The Central Limit Theorem, henceforth CLT, states (in my own words) that regardless of the distribution of a population, sample averages from that population should be normally distributed.

In theory it should hold for log-normal distributions but that doesn't feel intuitive to me so I tested it.

A silly example of CLT

An example I made up in my head to make sense of it: 

Imagine a population comprised of all the people who nap 2 times in a day. Lets plot the ages of this population:

Mostly infants and elderly people nap, hence the shape of the graph. This data is NOT normal. But if you randomly pick a small sample (n=10) from this population and average it, it will have a mix of old people and infants that averages to middle-age. For example imagine the ages are 80,2,1,2,75,76,1,1,85,70 this will average to about 39. If you do this over and over again with randomly chosen samples you will get a normal distribution.

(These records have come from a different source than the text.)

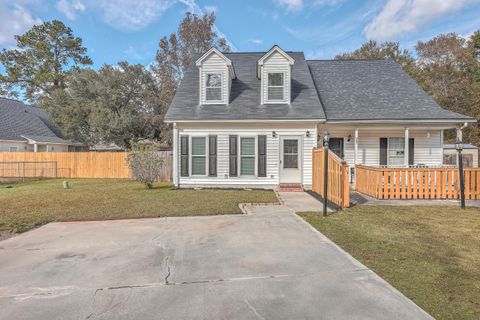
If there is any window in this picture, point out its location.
[268,73,284,101]
[240,138,255,176]
[388,138,405,167]
[205,73,222,101]
[283,139,298,169]
[192,137,207,176]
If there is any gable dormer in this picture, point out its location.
[257,45,295,104]
[196,48,235,105]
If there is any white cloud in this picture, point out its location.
[203,6,217,13]
[363,0,480,41]
[98,0,175,31]
[248,39,263,44]
[274,0,303,11]
[55,0,86,20]
[0,0,42,47]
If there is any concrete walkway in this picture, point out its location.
[0,193,432,320]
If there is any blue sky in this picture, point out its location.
[0,0,480,67]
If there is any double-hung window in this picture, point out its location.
[192,137,207,176]
[387,138,405,167]
[267,72,285,101]
[205,73,222,102]
[240,137,255,176]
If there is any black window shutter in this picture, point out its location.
[180,136,188,177]
[380,138,388,166]
[258,135,267,177]
[229,136,238,177]
[208,136,217,177]
[408,138,415,165]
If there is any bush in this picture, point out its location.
[127,145,163,189]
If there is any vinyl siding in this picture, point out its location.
[174,123,316,188]
[320,127,443,166]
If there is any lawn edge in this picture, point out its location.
[292,211,435,320]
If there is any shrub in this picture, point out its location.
[127,144,163,189]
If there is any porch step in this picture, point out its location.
[277,183,303,192]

 Does it work with log-normal populations?

I didn't find it intuitive this would work for a log-normal population.

If I take data that is log-normal but split it into small samples, will the average of those small samples be normally distributed?


Chess matches:

I am arranging a chess tournament. I need to figure out how long the average match is so I can plan accordingly. I hear that chess matches seem to follow a log-normal distribution, but I'm not sure what that means statistically so I will try to just average the game times. 

Data from the population

This is what my fake population (n=100,000) looks like. Its log-normal.

Tournaments

I observe tournaments (n=100 games) and take a simple average of the match length.

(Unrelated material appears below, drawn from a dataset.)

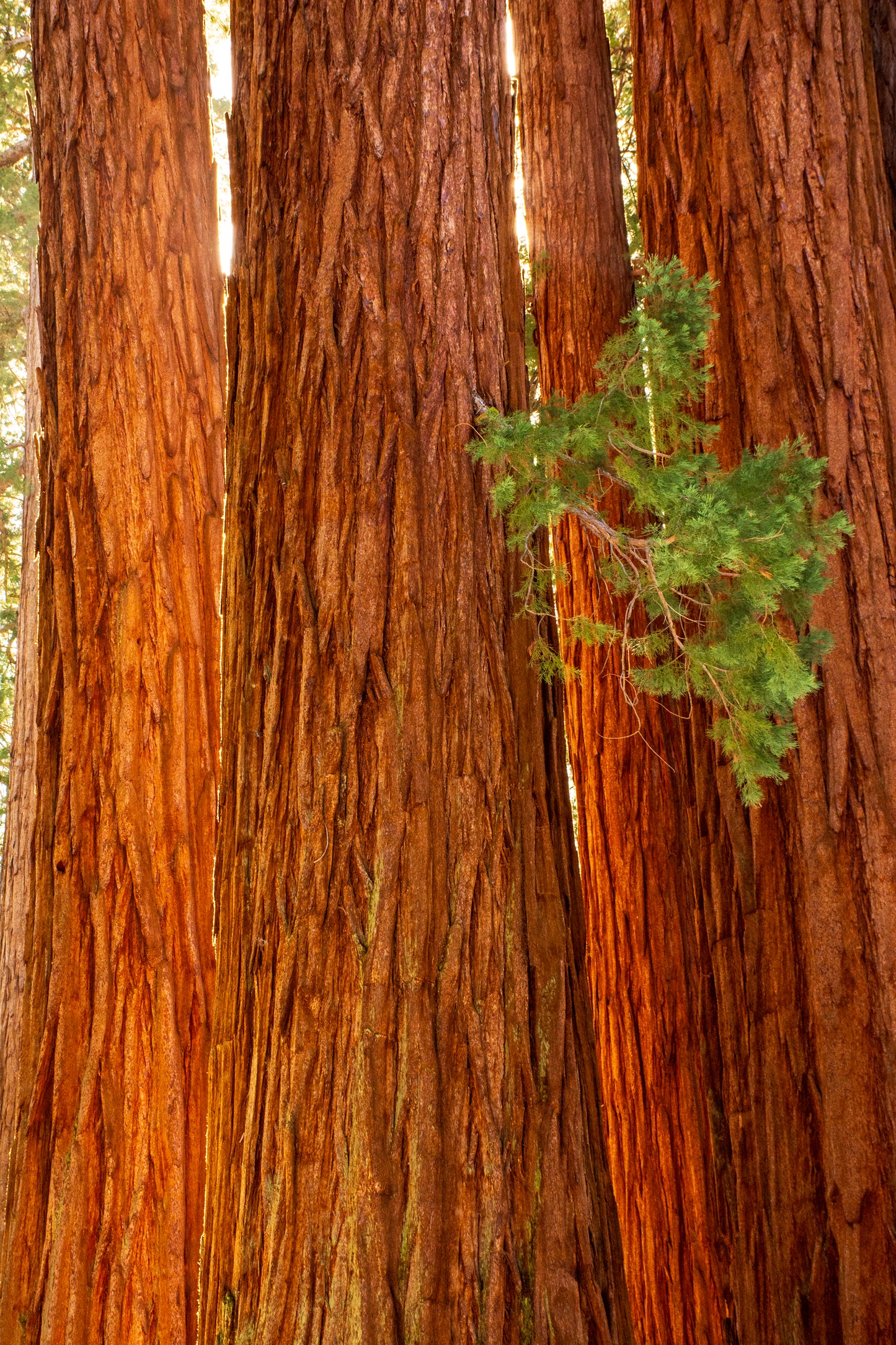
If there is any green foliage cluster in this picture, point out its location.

Here is a histogram plot of the tournaments

Lessons?

The sample size does matter here. A sample size too small (n=10) and you just end up with the original log-normal distribution. This is expected as the sample size moves from small to large you get a range of smoothing effects pushing the distribution to normal until you get a single point, when the sample = population. 

2 comments

Comments sorted by top scores.

comment by gwern · 2023-11-03T20:40:00.863Z · LW(p) · GW(p)

This is a good starting point to discuss where the CLT breaks down: a log-normal doesn't look all that normal, but it's normal enough that it will converge under CLT. So at what point does CLT break down? Well, the log-normal tail is fat but not fat enough to do it; you need to go to something without finite variance, like a Cauchy distribution... You could also discuss the log-normal variation of the CLT: why does it not happen for your chess match length when the chess matches are log-normal, and what sort of scenario might make it do so?

comment by lalaithion · 2023-11-03T21:03:18.163Z · LW(p) · GW(p)

There are distributions which won't approach a normal—Lévy distributions and Cauchy distributions are the most commonly known.